The Attempt at a Solution
The [itex] \Rightarrow [/itex] direction:
By the definition of the supremum, [itex] s [/itex] is an upper bound.
Thus [itex] s \geq x [/itex] for all [itex] x \in S [/itex], so [itex] s - x \geq 0 [/itex]. Then [itex] |s - x| = s - x < \epsilon [/itex], by the result mentioned above.
The [itex] \Leftarrow [/itex] direction:
Suppose that [itex] s \in \mathbb{R} [/itex] is an upper bound of [itex] S [/itex] and that for all [itex] \epsilon > 0 [/itex], there exists [itex] x \in S [/itex] such that [itex] |s - x| < \epsilon [/itex]. Now suppose for a contradiction that [itex] s [/itex] is not the supremum of [itex] S [/itex]. Then there exists an upper bound [itex] u [/itex] of [itex] S [/itex] with [itex] u < s [/itex].
But since [itex] S [/itex] is bounded above, it does have a supremum.

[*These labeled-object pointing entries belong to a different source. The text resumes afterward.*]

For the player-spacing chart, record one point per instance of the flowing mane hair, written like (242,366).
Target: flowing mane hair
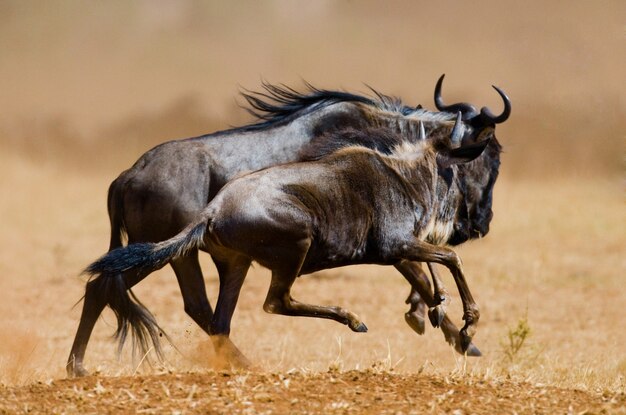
(279,103)
(381,140)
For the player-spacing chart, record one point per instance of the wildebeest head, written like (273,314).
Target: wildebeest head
(475,181)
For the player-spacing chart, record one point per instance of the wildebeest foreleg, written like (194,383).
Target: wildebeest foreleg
(419,282)
(425,252)
(232,272)
(437,313)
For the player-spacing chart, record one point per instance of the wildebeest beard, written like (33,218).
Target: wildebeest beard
(475,182)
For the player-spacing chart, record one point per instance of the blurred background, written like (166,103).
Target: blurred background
(86,87)
(94,84)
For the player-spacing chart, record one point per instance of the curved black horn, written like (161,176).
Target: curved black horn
(486,113)
(468,110)
(457,133)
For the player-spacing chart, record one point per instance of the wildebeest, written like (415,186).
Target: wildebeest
(351,205)
(173,182)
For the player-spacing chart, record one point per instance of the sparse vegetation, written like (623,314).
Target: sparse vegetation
(516,338)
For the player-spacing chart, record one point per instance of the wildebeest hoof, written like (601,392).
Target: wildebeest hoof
(473,351)
(360,328)
(415,321)
(77,372)
(466,340)
(436,315)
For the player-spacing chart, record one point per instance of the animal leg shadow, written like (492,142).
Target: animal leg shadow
(228,355)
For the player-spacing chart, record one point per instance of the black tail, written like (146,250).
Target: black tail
(142,258)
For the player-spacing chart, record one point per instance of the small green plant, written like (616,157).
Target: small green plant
(516,337)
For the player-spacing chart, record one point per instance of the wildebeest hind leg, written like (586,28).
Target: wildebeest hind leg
(279,300)
(232,272)
(192,288)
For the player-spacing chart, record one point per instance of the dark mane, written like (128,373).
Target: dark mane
(279,102)
(378,139)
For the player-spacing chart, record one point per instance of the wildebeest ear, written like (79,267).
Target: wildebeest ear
(463,154)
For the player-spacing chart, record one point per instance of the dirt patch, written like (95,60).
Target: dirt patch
(348,392)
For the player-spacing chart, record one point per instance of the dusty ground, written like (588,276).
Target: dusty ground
(362,392)
(87,88)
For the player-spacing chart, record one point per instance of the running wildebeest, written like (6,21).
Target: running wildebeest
(173,182)
(351,205)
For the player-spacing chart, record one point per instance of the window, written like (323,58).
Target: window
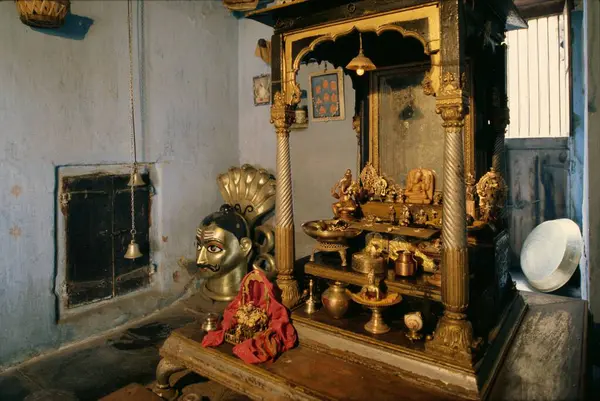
(97,221)
(539,78)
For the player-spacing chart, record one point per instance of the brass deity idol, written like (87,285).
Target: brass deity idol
(224,244)
(346,206)
(419,186)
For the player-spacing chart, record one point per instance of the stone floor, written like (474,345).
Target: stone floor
(97,368)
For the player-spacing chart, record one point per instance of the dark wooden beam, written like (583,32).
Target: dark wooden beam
(539,8)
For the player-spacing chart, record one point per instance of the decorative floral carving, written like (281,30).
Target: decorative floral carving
(281,115)
(492,191)
(427,84)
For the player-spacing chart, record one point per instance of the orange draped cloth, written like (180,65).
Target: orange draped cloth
(280,335)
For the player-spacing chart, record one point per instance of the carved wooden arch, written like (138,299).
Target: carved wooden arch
(332,38)
(377,24)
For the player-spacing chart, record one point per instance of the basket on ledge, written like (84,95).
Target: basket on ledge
(43,13)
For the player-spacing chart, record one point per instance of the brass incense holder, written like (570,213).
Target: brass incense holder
(311,303)
(377,325)
(210,323)
(406,265)
(363,262)
(331,236)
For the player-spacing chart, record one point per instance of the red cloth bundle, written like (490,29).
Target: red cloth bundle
(280,335)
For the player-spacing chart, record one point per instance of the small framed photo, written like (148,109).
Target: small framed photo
(262,89)
(326,95)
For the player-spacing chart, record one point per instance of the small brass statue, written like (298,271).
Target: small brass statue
(414,323)
(372,291)
(312,301)
(419,186)
(421,218)
(392,215)
(405,217)
(224,245)
(492,191)
(345,207)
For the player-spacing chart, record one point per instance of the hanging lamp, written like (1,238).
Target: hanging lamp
(135,180)
(361,63)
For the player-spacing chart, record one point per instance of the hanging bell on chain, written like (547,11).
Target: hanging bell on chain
(133,250)
(136,179)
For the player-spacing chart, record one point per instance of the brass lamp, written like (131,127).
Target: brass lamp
(361,63)
(135,179)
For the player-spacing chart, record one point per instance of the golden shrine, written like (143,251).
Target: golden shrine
(413,265)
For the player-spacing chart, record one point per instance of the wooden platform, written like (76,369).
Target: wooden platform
(546,361)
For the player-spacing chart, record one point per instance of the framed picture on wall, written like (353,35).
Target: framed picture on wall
(326,95)
(262,89)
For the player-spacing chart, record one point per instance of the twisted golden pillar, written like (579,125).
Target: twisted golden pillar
(282,118)
(453,336)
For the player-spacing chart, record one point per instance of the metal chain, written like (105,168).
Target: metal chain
(131,116)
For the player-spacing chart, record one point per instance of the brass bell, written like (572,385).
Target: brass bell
(136,179)
(133,250)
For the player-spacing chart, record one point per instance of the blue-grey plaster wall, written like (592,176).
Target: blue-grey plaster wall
(65,102)
(577,146)
(257,136)
(311,148)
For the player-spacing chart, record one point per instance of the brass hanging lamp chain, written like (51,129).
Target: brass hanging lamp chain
(131,116)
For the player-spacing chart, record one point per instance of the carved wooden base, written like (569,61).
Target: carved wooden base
(453,338)
(165,369)
(456,373)
(284,260)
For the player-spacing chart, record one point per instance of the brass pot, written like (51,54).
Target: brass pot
(406,265)
(363,263)
(336,300)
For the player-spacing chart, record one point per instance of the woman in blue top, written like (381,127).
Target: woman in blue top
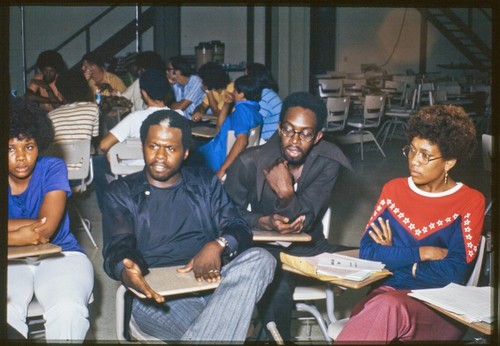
(244,117)
(38,189)
(270,102)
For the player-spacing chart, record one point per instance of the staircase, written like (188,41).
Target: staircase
(461,35)
(118,41)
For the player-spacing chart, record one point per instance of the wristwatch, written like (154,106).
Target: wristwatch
(224,243)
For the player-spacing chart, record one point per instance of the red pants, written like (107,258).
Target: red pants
(387,314)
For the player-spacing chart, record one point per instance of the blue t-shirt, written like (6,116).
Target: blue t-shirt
(270,109)
(244,117)
(50,174)
(192,91)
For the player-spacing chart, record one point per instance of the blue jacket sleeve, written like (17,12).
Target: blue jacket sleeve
(118,232)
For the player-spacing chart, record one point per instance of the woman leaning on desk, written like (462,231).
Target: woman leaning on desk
(426,228)
(38,188)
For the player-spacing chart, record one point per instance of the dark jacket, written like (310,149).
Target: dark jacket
(126,219)
(246,184)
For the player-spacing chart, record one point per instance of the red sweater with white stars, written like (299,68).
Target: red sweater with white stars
(452,219)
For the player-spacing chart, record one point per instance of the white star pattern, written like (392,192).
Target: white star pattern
(387,203)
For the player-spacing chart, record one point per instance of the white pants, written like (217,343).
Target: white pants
(62,284)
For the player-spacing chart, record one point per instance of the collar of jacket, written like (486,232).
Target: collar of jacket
(272,151)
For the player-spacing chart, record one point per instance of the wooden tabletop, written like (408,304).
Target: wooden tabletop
(483,327)
(166,281)
(14,252)
(344,282)
(204,131)
(347,283)
(276,236)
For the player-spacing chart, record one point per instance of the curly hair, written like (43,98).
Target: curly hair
(213,76)
(308,101)
(51,58)
(249,86)
(28,121)
(171,119)
(448,127)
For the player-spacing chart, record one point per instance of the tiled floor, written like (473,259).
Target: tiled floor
(353,198)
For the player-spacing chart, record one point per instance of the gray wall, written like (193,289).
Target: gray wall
(369,35)
(364,35)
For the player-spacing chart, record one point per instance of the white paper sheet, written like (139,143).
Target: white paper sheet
(474,303)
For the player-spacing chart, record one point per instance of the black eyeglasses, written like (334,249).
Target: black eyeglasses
(410,152)
(304,135)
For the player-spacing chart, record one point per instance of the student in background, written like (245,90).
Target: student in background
(186,85)
(270,102)
(42,88)
(100,80)
(244,117)
(218,88)
(78,117)
(154,89)
(143,62)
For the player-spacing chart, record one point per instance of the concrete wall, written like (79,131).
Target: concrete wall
(364,35)
(370,35)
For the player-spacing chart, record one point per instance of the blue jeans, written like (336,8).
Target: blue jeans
(221,316)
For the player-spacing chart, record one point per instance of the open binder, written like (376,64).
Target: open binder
(345,268)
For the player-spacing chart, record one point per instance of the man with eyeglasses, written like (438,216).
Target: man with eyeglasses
(287,183)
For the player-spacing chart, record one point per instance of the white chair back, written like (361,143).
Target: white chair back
(76,154)
(330,87)
(474,276)
(487,143)
(373,110)
(338,110)
(130,149)
(253,138)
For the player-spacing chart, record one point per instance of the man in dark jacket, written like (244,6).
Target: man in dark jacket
(287,184)
(167,215)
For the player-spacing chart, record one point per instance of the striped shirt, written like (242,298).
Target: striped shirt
(270,109)
(74,121)
(191,91)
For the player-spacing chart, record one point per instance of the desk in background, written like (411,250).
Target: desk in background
(267,236)
(204,131)
(14,252)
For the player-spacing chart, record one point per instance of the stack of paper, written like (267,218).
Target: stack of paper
(473,303)
(345,267)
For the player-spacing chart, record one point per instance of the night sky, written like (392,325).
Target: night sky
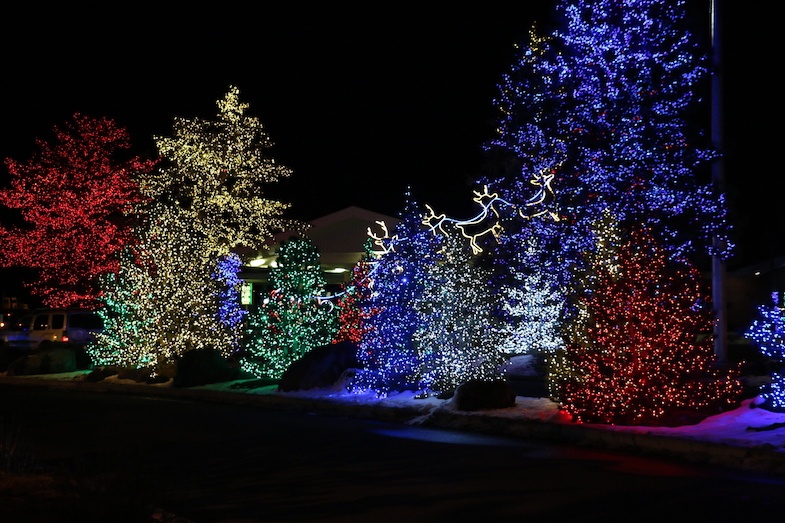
(360,99)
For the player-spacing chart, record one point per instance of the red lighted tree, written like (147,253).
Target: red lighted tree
(352,316)
(647,356)
(73,198)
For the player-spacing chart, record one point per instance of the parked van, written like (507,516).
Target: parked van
(48,327)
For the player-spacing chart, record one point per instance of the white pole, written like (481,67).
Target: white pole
(718,264)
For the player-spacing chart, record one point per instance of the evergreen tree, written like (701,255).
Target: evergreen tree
(388,352)
(352,316)
(647,358)
(767,332)
(74,198)
(457,339)
(295,318)
(601,116)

Call the supremum [itex] t [/itex]. We have that [itex] t \leq s [/itex], and for every [itex] \epsilon > 0 [/itex], there exists [itex] y \in S [/itex] such that [itex] |t - y| < \epsilon [/itex].I'm wondering whether there are any logical errors so far, and whether someone could give me a tiny hint as to whether I'm on the right track, and what I might think about next. I'm posting here rather than Math.SE because I would prefer "Socratic" help rather than an answer. Thanks!